为什么呢?这是直接跳转的错误,呵呵,因为这个outputStream是print方法返回的,它应该是ForEachDStream,所以我们应该看的是它里面的generateJob方法。

 override def generateJob(time: Time): Option[Job] = {
    logInfo("this is cause by print()")
    parent.getOrCompute(time) match {
      case Some(rdd) =>
        val jobFunc = () => {
          foreachFunc(rdd, time)
        }
        Some(new Job(time, jobFunc))
      case None => None
    }
  }

这里请大家千万要注意,不要在这块被卡住了。我们看看它这个RDD是怎么出来的吧。

 private[streaming] def getOrCompute(time: Time): Option[RDD[T]] = {
    logInfo("get or compute run this way DStream")
    // If this DStream was not initialized (i.e., zeroTime not set), then do it
    // If RDD was already generated, then retrieve it from HashMap
    generatedRDDs.get(time) match {

      // If an RDD was already generated and is being reused, then
      // probably all RDDs in this DStream will be reused and hence should be cached

      // 这个RDD已经被生成过了,直接用就是了
      case Some(oldRDD) => Some(oldRDD)

      // if RDD was not generated, and if the time is valid
 // 还没生成过,就调用compte函数生成一个
      // (based on sliding time of this DStream), then generate the RDD
      case None => {
        if (isTimeValid(time)) {
          compute(time) match {
            case Some(newRDD) =>
              if (storageLevel != StorageLevel.NONE) {
                newRDD.persist(storageLevel)
                logInfo("Persisting RDD " + newRDD.id + " for time " +
                  time + " to " + storageLevel + " at time " + time)
              }
              if (checkpointDuration != null &&
                (time - zeroTime).isMultipleOf(checkpointDuration)) {
                newRDD.checkpoint()
                logInfo("Marking RDD " + newRDD.id + " for time " + time +
                  " for checkpointing at time " + time)
              }
// 添加到generatedRDDs里面去,可以再次利用
              generatedRDDs.put(time, newRDD)
              Some(newRDD)
            case None =>
              logInfo("nononenoenenonoenoneoneoneeneon")
              None
          }
        } else {
          None
        }
      }
    }
  }

从上面的方法可以看出来它是通过每个DStream自己实现的compute函数得出来的RDD。我们找到SocketInputDStream,没有compute函数,在父类ReceiverInputDStream里面找到了。

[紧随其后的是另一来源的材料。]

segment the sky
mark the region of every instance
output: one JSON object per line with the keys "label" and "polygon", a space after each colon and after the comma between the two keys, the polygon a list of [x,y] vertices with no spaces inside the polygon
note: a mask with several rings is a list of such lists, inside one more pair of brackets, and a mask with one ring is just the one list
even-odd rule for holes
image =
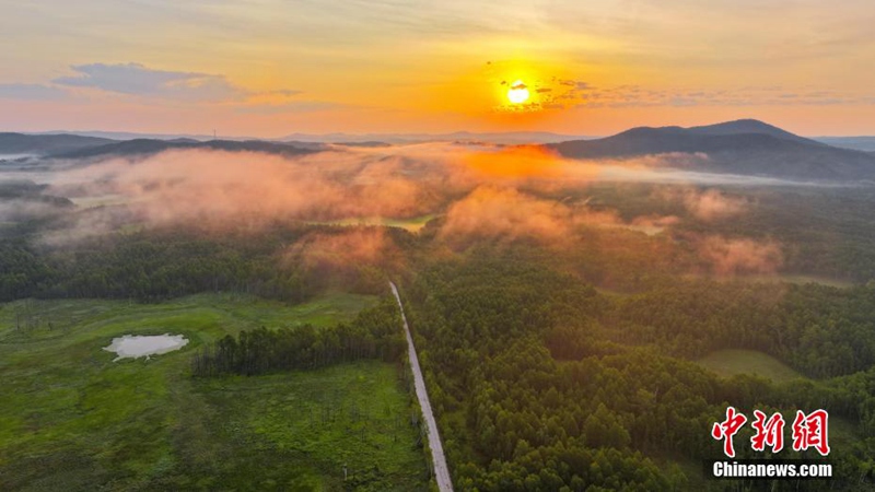
{"label": "sky", "polygon": [[[875,134],[871,0],[0,0],[0,130]],[[528,98],[509,99],[511,87]]]}

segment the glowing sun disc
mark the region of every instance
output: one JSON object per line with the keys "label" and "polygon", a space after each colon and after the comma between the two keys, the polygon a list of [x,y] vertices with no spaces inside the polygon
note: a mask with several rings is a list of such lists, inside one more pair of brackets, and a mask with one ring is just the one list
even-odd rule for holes
{"label": "glowing sun disc", "polygon": [[522,80],[517,80],[511,84],[511,89],[508,90],[508,99],[513,104],[521,104],[528,101],[528,87],[526,87],[526,84],[524,84]]}

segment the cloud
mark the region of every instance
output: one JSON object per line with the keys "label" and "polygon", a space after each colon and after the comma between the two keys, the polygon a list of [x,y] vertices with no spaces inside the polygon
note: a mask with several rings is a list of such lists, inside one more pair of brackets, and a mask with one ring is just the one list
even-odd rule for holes
{"label": "cloud", "polygon": [[744,198],[732,198],[720,190],[709,189],[702,194],[689,190],[684,197],[684,206],[697,219],[712,222],[740,215],[748,203]]}
{"label": "cloud", "polygon": [[191,101],[240,99],[248,92],[231,84],[223,75],[154,70],[140,63],[91,63],[72,66],[78,73],[51,82],[73,87],[150,97]]}
{"label": "cloud", "polygon": [[698,241],[697,249],[719,276],[774,273],[784,261],[780,245],[773,241],[710,235]]}
{"label": "cloud", "polygon": [[479,187],[450,207],[440,235],[451,243],[468,237],[557,242],[570,236],[571,220],[563,203],[515,189]]}
{"label": "cloud", "polygon": [[67,93],[44,84],[0,84],[0,99],[58,101]]}
{"label": "cloud", "polygon": [[246,104],[237,107],[237,113],[255,115],[277,115],[282,113],[315,113],[346,107],[342,104],[327,101],[292,101],[280,104]]}
{"label": "cloud", "polygon": [[285,261],[307,270],[343,266],[388,266],[400,249],[382,227],[342,229],[307,234],[283,253]]}

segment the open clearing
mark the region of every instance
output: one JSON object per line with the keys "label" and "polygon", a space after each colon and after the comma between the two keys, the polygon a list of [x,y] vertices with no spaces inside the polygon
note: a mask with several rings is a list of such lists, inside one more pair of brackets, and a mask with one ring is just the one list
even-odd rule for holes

 override def compute(validTime: Time): Option[RDD[T]] = {
    // If this is called for any time before the start time of the context,
    // then this returns an empty RDD. This may happen when recovering from a
    // master failure
    if (validTime >= graph.startTime) {
      val blockInfo = ssc.scheduler.receiverTracker.getReceivedBlockInfo(id)
      receivedBlockInfo(validTime) = blockInfo
      val blockIds = blockInfo.map(_.blockId.asInstanceOf[BlockId])
      logInfo("blockIds +++++++++++++++" + blockIds.length)
      logInfo("blockIds +++++++++++++++" + blockIds.foreach(ids=>println(ids.toString)))
      Some(new BlockRDD[T](ssc.sc, blockIds))
    } else {
      Some(new BlockRDD[T](ssc.sc, Array[BlockId]()))
    }
  }

通过DStream的id把receiverTracker当中把接收到的block信息全部拿出来,记录到ReceiverInputDStream自身的receivedBlockInfo这个HashMap里面,就把RDD返回了,RDD里面实际包含的是Block的id的集合。 现在我们就可以回到之前JobGenerator的generateJobs方法,我们就清楚它这句是提交的什么了。 jobScheduler.submitJobSet(JobSet(time, jobs, receivedBlockInfo))

def submitJobSet(jobSet: JobSet) {
    if (jobSet.jobs.isEmpty) {
      logInfo("No jobs added for time " + jobSet.time)
    } else {
      logInfo("Added jobs for time" + jobSet.jobs.size)
      jobSets.put(jobSet.time, jobSet)
      jobSet.jobs.foreach(job => jobExecutor.execute(new JobHandler(job)))
      logInfo("Added jobs for time " + jobSet.time)
    }
  }

遍历jobSet里面的所有jobs,通过jobExecutor这个线程池提交。我们看一下JobHandler就知道了。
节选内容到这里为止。